Ext4-fs Error on Qubes 4.1.1 upgrade (fresh installation) over 4.1.0 in Multiboot

dracoren · August 6, 2022, 5:28pm

I have the following stats.
Laptop Acer Nitro 5 AMD Ryzen 9 5900HX
Two Nvme SSDs:
a. 1TB has a Dual boot: Windows + Ubuntu
b. 256GB SSD with Qubes OS (Version, ref below)

This configuration had worked so far with Qubes 4.1.0, but there was problem updating the kernel to 5.16 from 5.10, hence neither the wifi nor the audio/BT was working.

Today I upgraded to Qubes 4.1.1 on the 256GB Nvme SSD. The first boot immediately after installation works normal, and I even restored some of the custom VMs that I had backed up from 4.1.0. However, the first Nvme totally disappears from the usb devices list during this boot. Also, after restarting, all the boot entries (Windows+Ubuntu) disappear from the Bios menu and only Qubes OS entry is seen. Booting into the only entry, QubesOS works fine here.

At this stage, when the power cable is disconnected and then the laptop is rebooted, Windows starts up, and checks disk for error. Escaping the error check, and rebooting results in reappearance of all the previous entries in Bios Boot Menu (Windows, Ubuntu, QubesOS), but booting into the Qubes OS this time results in a Ext4-fs system error as in images shared below. I have tried fsck, e2fsck and even error check from gparted on the partition, but there are no errors.

I have installed twice, and both times the same phenomenon occurs, ditto.

I think this could be related to the new feature in release notes for 4.1.1 " * UEFI boot now loads GRUB, which in turn loads Xen, making the boot path similar to legacy boot and allowing the user to modify boot parameters or choose an alternate boot menu entry".

Can Anyone please help?

I also tried implementing the solution at:

(“ext4-fs-error-after-ubuntu-17-04-upgrade” at askubuntu although it’s a solution for a different but similar error)
by entering the following commands at Qubes boot menu Option C: Grub commandline:
GRUB_CMDLINE_LINUX_DEFAULT=“quiet splash nvme_core.default_ps_max_latency_us=VALUE”
where I varied VALUE to 0, 5500, 200. This started changing the details in the Ext4-fs error messages.

Rescue Qubes OS was tried from the installer USB, but it is unfamiliar to me and I don’t want to ruin this install again just in case the solution is simple.
I am guessing that some code related to nvme need to be updated in the grub.

Thanks for all the help.

HPOA909 · August 6, 2022, 10:58pm

Did you preserve the EXT4 during the disk wipeout session in the freshly installation process?

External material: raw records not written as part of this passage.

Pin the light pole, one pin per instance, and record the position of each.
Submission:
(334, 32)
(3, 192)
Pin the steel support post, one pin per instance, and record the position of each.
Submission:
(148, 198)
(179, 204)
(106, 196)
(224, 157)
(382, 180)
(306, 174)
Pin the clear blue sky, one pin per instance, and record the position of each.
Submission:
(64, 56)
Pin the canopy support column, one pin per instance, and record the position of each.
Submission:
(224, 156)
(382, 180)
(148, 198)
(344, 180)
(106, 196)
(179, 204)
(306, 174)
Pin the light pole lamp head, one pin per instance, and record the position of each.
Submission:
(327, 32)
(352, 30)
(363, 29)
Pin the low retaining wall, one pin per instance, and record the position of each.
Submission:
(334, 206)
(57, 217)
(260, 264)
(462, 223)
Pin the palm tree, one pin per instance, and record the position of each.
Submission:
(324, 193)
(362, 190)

dracoren · August 7, 2022, 4:33am

Thanks.
If you are asking about the option during the installation process, I reclaimed all space, by deleting all existing used space on the disk.
Uploading image just to show configuration to anybody else who checks out this problem. (This screenshot was taken after the install, just to verify the options)

HPOA909 · August 7, 2022, 4:48am

dracoren · August 7, 2022, 6:21pm

Tried fresh reinstall with the power cable disconnected. No change in procedure.
Rebooted several times into Qubes and Windows, and after replugging power supply. The problem just disappeared. I am able to boot into all the OS entries without any errors.

I wonder if somebody can figure out and explain what actually happened here.
I will repost if the problem reappears.
Now up for solving fresh problems!!

dracoren · August 9, 2022, 7:21am

Specs: Acer Nitro5 Ryzen 9 5900HX 32GB DDR4 RAM, More than 80GB free space in the HDDs after complete Qubes OS 4.1.1 installation and updating custom VMs backed up from 4.1.0
After 4 different installs in 3 different mediums (internal Nvme 256GB, External HDD 240GB, USB Stick 128GB), upgrading from 4.1.0 to 4.1.1, the following issues were noted.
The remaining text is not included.